Hell, it has famously been said, is other people. Play enough games online and you'll come to understand where Sartre was coming from. Many online games can feel a lot like No Exit—a world populated only by the meddling, the griefing, and the incompetent, where even death isn't an escape.
That being the case, it's all the more remarkable that Guild Wars 2 actually makes me glad to see other people. Aside from Thatgamecompany's Journey, I've never played a game in which that's true. Other than the momentary adrenaline rush I get when I see a player in Call of Duty or Gears of War before he sees me, I rarely feel happy to see anyone online. But in Guild Wars 2, my emotions upon seeing others run from happy to excited, even to relieved, if I'm overmatched in a fight. (The only anger I'll feel is when I see a similar-looking elementalist who's ganking my style.)
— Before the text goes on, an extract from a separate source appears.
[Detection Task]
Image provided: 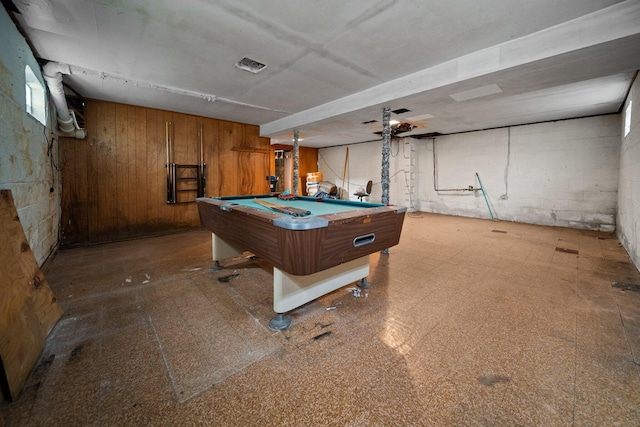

That's not an accident, not by a long shot. A couple of weeks ago at ArenaNet's offices outside of Seattle, I sat down with Guild Wars 2 lead designer Isaiah Cartwright to talk about how ArenaNet designed player-love into their game.
"We really wanted every player, when they see another player, to be happy to see that other player," Cartwright said. "We found that when we were playing other MMOs that that wasn't true. One player comes over and attacks your monster, and you're like, 'Woah, dude! Back off, he's mine!' Or, you were on a quest of some sort and you were trying to kill some boss, and you get there and another player is fighting it and killing it. You started to resent players in other games. You started to seek out little corners of the world where there weren't players, so you could do your stuff. And so we tried to solve that—[the problem of] hey, we're in a big MMO, but we're playing alongside people and not with people."
"We ask, 'Is there any reason why I dislike another player?' And if we ever have that feeling, we get in a room and we talk about it."
One of the approaches ArenaNet took was to ditch the quest model embraced by other MMOs like World of Warcraft. The quest model superimposes the quest structure of single-player games into an MMO format—you go to a quest-giver to get your orders, carry them out, and return to complete the quest. Cartwright said that makes the world feel very static.
Guild Wars 2 does have quests of a sort—the "heart quests" where players go to a quest giver and take care of some baddies or clear out some traps. But those events can be simultaneously attacked by a number of people, and are much faster if done with other players. And the biggest move away from the quest structure are the dynamic "events" in the world that pop up wherever you happen to be (sometimes in the middle of heart quests, even). Everyone playing the game knows them well—that familiar chime plays, and a big orange circle appears on your map. I don't know about you, but my first instinct when I hear that sound is "Yes! I wanna go join the fracas!" At which point I make a beeline towards the spot where the explosions are happening. This does not happen to me very often in video games.
Cartwright talked more about the ArenaNet approach. "The entire time we were doing it we were like, 'This seems so common sense! Why isn't it common?' But we realized that's because it's harder. There's a lot of problems to solve. I think some of the way we approach it is we just played the game, and we think of it ourselves. We ask, 'Is there any reason why I dislike another player?' And if we ever have that feeling, we get in a room and we talk about it."
The team had to test the game to remove some elements that put players at odds with one another. "Originally when we had events," Cartwright said, "we had events that had fail states and success states. We still have that, but there would be this event going on where there's a [character] that's gonna summon a big bad monster. And they're on the way, leading up to it. And if you fail that event, a big monster spawns. And if you stop her, it doesn't spawn. What we found is, some players want to see the big bad monster, and so they're like, 'Don't do the event!' But some players do want to finish and [stop] the monster, and so you have conflict. Now, some players are disliking each other. We started getting in the game and some people were like, 'Hey, don't do that.' And so we said, okay, what did we do wrong? When you see another player, you should be like, 'Awesome! I have another person here!'"
I think it's safe to say that ArenaNet has achieved their goal. Every time I join a high-level event, I'm happy to be surrounded by so many other players, to have support if I go down and to add my powers to our mutual benefit. Every time I'm wandering the wilds, I'm thrilled to see another player and to spend a few moments by his or her side, helping one another out. And whenever I see a downed player on my map, I rush over to help out. In most games, hell may be other people, but in Guild Wars 2, other people are a blessing.
Well, except that one floozy who was wearing my exact armor with an identical color scheme. She can just go jump off a cliff.